By carefulcohen On 2012.03.13 22:10
Lurking, we are not living under 'normal' circumstances. We're on a journey of PD together. Not normal at all. Emotionally, the worst part: The middle of the night. I review the cruel things he said to me in excruciating detail, (like picking on a scab) and wonder if his negative opinions are completely delusional. Is it truly 'only the disease speaking'? Is there no kernel of truth there? Then...fa'getaboutit..The tears come, I castigate myself for my short-comings; it goes down-hill from there. (Masochistic, much?) This vacation is a mixed bag. The hugs and adoration from the grandkids are wonderful, but I have no 'jobs' to distract me here, no (unpredictable and meager) jobs to buoy my spirits, and no therapist appointments to share/relieve my anguish. I believe I'm stronger inside than I realize, and that I only need to be patient. If I don't like the 'scenery' that passes by my windows, I need only wait a little, because it always changes. It never stays the same. 'bye

By Reflection On 2012.03.14 08:35
Red Alert! Red Alert!
Been there, done that with the "top secret" medicines and the "exclusive relationship with his doctors."

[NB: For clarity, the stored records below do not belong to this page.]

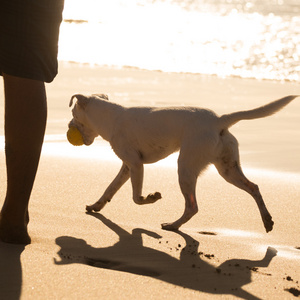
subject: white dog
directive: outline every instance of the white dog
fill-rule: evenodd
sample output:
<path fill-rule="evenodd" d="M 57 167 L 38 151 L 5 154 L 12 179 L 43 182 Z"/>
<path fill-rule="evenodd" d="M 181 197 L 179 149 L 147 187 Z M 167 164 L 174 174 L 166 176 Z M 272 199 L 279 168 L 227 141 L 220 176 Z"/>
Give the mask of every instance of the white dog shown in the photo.
<path fill-rule="evenodd" d="M 73 95 L 77 102 L 69 123 L 82 134 L 85 145 L 100 135 L 107 140 L 123 161 L 121 170 L 103 196 L 87 211 L 100 211 L 130 178 L 133 200 L 137 204 L 154 203 L 161 198 L 156 192 L 142 196 L 143 164 L 154 163 L 175 151 L 178 158 L 179 185 L 185 198 L 185 210 L 173 223 L 162 224 L 166 230 L 177 230 L 197 212 L 196 182 L 209 164 L 214 164 L 223 178 L 248 192 L 256 201 L 267 232 L 274 222 L 258 186 L 250 182 L 240 167 L 238 142 L 228 128 L 240 120 L 263 118 L 274 114 L 297 96 L 288 96 L 265 106 L 226 114 L 197 107 L 123 107 L 108 101 L 106 95 Z"/>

And no, I have not been able to solve it. But I'm pretty sure that:
a) he's way overmedicated, and
b) things won't get much better until he isn't. And they are likely to get much better if he is not overmedicated - some of the paranoia, the aggressiveness, the sexual obsessions will damp down, a lot. He'll still have PD, which is awful enough.
The HIPPA rules mean the doctors can't talk to you or your daughter without his consent. They can, however, take feedback from you. So a letter to his doctors is in order. Maybe from you, maybe from, say, your rabbi. Perhaps not from your daughter, since his [partial] trust of her is worth preserving, if at all possible. Do share with your daughter whatever you write, so she can back you up. And perhaps have your daughter call the doctor before the next visit and ask to speak with him privately?
The secrecy around medications is only partly our loved one's "fault" - they have diminished capacity to judge what it's doing to them, because they are, to be bald about it, addicts. I think of it as the soldiers coming back from Vietnam addicted to painkillers - not their fault, but still must be dealt with.
Easy to write. Hard to do. I did partially succeed on the medications, so my husband is no longer nearly as scary, and his compulsions are less. But have not succeeded in repairing the damage caused by those compulsions. The sooner you address it, the more likely your marriage - or at least enough of a relationship you can help - will survive. Good luck.

By drshepard On 2012.03.18 20:41
My hubby just went through 4 months of psychosis. I am thankful (and I do not say this with meanness), that he fell and then took a handful of pills. Each time I called 911 which became a big red flag in the emergency room. From that point on, it was quite easy to get placement in a rehabiliation center where medication is one thing being monitored for hallucinations/psychosis. Don't be afraid to make a call to a mental health crisis center or 911 if the behavior gets out of hand. My guess is the people working with him will eventually "get" the behavior and will intervene. While my husband is in the rehab, I stopped visiting and it was a wake up call. The behavior is turning around.